Nyamuleli was forced to come and watch.
“Nyamuleli forgot her blanket
Nyamuleli forgot her blanket made of baboon skin”
The troop danced closer and closer to Nyamuleli and suddenly the leader flung the old baboon skin over Nyamuleli and there she changed back into a baboon again.
“Ocho, ocho, ocho,” the baboons shouted as they ran away.
The king watched as they scattered towards the dry mountains and said, “good heavens, all this time I had been married to a baboon.”

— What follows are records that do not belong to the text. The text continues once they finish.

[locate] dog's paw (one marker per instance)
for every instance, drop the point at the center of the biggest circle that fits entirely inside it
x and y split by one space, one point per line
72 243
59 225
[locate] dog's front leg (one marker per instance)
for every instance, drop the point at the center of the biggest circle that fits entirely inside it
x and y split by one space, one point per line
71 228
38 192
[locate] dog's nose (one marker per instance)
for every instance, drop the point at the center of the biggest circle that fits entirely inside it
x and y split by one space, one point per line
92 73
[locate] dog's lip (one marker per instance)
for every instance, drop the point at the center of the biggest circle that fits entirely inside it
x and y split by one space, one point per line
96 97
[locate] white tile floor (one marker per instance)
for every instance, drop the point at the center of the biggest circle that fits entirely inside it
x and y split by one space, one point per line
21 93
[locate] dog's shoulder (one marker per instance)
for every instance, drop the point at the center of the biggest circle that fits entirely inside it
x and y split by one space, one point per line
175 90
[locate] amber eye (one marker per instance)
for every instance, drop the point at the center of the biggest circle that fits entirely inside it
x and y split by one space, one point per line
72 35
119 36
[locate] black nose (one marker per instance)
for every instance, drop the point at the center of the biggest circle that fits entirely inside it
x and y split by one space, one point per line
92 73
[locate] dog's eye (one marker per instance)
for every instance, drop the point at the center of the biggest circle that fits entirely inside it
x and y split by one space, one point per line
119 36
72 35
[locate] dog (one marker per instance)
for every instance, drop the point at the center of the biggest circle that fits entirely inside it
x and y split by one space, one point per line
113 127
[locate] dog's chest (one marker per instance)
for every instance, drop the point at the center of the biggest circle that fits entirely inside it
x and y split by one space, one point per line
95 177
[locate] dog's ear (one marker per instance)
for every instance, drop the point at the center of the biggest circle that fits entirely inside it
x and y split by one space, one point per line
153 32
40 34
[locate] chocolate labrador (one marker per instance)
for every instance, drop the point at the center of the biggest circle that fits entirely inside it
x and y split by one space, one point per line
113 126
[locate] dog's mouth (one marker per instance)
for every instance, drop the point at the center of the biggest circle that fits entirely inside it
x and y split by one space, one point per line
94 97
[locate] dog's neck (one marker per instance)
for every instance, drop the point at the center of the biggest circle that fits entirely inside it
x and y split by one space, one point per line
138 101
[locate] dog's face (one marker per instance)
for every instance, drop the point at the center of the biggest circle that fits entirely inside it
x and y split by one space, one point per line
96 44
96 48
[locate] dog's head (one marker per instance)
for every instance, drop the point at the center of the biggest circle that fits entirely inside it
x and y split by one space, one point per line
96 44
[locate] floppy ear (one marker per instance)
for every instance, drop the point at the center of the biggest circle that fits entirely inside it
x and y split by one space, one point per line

Copyright © Dr Ina le Roux
Famine often forces people to take desperate measures. Parents may decide to take their children to family or friends who are better off. It is a familiar strategy to send a girl to work for others, or even marry, in order that she unobtrusively may set aside food for her family. This is not regarded as common theft, nor is this kind of marriage regarded as conventional. The story also points to the habitual exploitation, albeit under extreme conditions, of the weak, particularly women. The story also reminds listeners not to aspire beyond their social status, nor to forsake their family ties.
Traditionally women and children are powerless, and they find relief from their frustrations in the sharing of their common problems in the telling of these stories.